Sport : Kein Champagner für McLaren

In Bahrain will der Rennstall endlich aufs Podest – bislang ist das trotz des schnellen Autos nicht geglückt

Karin Sturm[Manama]

Eines steht jetzt schon fest: Auch beim Großen Preis von Bahrain am Sonntag wird kein McLaren-Pilot in den Genuss des Sieger-Champagners kommen. Und wieder wird es nicht am Auto liegen. Aber der Reihe nach. Als einer der Mitfavoriten war McLaren-Mercedes in die Formel-1- Saison gestartet, hat jedoch nach zwei Rennen noch keinen Podestplatz erreicht. Von Panik ist beim früheren Weltmeister-Team dennoch nichts zu spüren, denn im Gegensatz zur Vorsaison ist das Auto diesmal schnell und auch zuverlässig. „Jetzt sollten und müssten nur langsam auch einmal die entsprechenden Ergebnisse kommen“, sagt Mercedes-Sportchef Norbert Haug. „Wir wissen ja, dass wir dazu in der Lage sind.
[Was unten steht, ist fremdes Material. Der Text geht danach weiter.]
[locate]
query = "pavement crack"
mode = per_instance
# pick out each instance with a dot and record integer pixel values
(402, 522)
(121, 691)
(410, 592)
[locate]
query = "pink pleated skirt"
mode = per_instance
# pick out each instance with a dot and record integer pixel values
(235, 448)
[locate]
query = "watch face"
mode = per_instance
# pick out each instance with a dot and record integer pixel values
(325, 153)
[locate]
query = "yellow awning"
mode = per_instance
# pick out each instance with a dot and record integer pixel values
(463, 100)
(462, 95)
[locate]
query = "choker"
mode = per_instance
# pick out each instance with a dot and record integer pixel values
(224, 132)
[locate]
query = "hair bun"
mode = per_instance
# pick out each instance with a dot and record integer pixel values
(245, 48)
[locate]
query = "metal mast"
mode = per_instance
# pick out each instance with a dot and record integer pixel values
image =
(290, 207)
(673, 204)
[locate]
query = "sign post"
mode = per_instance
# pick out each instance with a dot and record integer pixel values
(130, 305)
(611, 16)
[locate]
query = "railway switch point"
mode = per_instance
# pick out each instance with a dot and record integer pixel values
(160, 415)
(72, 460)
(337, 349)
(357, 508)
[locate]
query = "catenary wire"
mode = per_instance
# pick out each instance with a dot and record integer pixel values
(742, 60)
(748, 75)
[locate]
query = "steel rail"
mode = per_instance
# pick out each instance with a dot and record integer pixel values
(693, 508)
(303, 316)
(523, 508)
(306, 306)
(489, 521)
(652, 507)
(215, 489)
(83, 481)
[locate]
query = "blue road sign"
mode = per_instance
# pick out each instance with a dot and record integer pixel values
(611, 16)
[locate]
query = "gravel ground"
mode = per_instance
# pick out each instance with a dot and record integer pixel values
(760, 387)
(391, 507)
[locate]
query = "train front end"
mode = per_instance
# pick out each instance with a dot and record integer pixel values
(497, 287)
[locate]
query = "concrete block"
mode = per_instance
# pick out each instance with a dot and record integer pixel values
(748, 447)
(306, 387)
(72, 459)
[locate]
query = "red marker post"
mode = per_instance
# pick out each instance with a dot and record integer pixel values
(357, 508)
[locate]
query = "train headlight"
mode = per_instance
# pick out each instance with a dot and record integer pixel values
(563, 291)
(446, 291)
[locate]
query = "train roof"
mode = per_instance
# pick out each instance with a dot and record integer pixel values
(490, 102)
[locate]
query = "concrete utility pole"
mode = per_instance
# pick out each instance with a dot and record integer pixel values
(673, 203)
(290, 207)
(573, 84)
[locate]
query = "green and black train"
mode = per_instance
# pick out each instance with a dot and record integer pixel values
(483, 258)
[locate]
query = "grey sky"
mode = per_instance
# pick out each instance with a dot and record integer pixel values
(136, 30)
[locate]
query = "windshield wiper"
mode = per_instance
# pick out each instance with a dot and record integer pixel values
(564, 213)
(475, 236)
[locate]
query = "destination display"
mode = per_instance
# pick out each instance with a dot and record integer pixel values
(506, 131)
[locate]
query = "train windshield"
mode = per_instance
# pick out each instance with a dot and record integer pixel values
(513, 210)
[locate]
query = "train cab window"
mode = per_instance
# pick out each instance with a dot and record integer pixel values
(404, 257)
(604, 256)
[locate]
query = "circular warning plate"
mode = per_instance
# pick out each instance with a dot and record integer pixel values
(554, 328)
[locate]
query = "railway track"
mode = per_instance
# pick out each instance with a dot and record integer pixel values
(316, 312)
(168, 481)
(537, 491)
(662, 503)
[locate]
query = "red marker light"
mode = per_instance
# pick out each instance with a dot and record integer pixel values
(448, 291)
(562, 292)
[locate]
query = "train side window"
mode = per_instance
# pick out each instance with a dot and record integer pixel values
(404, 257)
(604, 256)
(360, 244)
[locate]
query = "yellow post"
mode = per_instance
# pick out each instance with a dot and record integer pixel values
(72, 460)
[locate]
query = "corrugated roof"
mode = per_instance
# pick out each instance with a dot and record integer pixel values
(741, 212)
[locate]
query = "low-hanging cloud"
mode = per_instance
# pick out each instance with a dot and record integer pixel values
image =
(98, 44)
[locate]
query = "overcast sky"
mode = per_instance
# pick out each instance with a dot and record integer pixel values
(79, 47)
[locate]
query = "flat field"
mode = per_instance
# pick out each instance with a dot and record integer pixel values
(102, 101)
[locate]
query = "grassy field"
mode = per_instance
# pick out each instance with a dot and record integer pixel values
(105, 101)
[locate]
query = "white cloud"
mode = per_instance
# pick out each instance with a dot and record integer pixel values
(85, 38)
Aber bis jetzt kam halt immer irgendwas dazwischen.“

Die Liste ist lang: Im Qualifikationstraining von Melbourne war es der plötzlich einsetzende Regen, der einige Startplätze kostete. Am Start würgte Kimi Räikkönen dann den Motor ab. In Malaysia summierten sich kleinere und größere Fehler beider Fahrer im Qualifying, hinzu kam der Reifendefekt an Räikkönens Auto im Rennen, der den Finnen einen sicheren Podestplatz kostete. Was möglich gewesen wäre, zeigte Räikkönens schnellste Rennrunde, die eine halbe Sekunde schneller war als die des späteren Siegers Fernando Alonso. Renault-Motorenchef Denis Chevrier fürchtet McLaren-Mercedes für den Rest der Saison nicht ohne Grund „als WM-Gegner mindestens so sehr wie Ferrari“. Das Auto, gibt er beeindruckt zu, liege ziemlich gut auf der Straße.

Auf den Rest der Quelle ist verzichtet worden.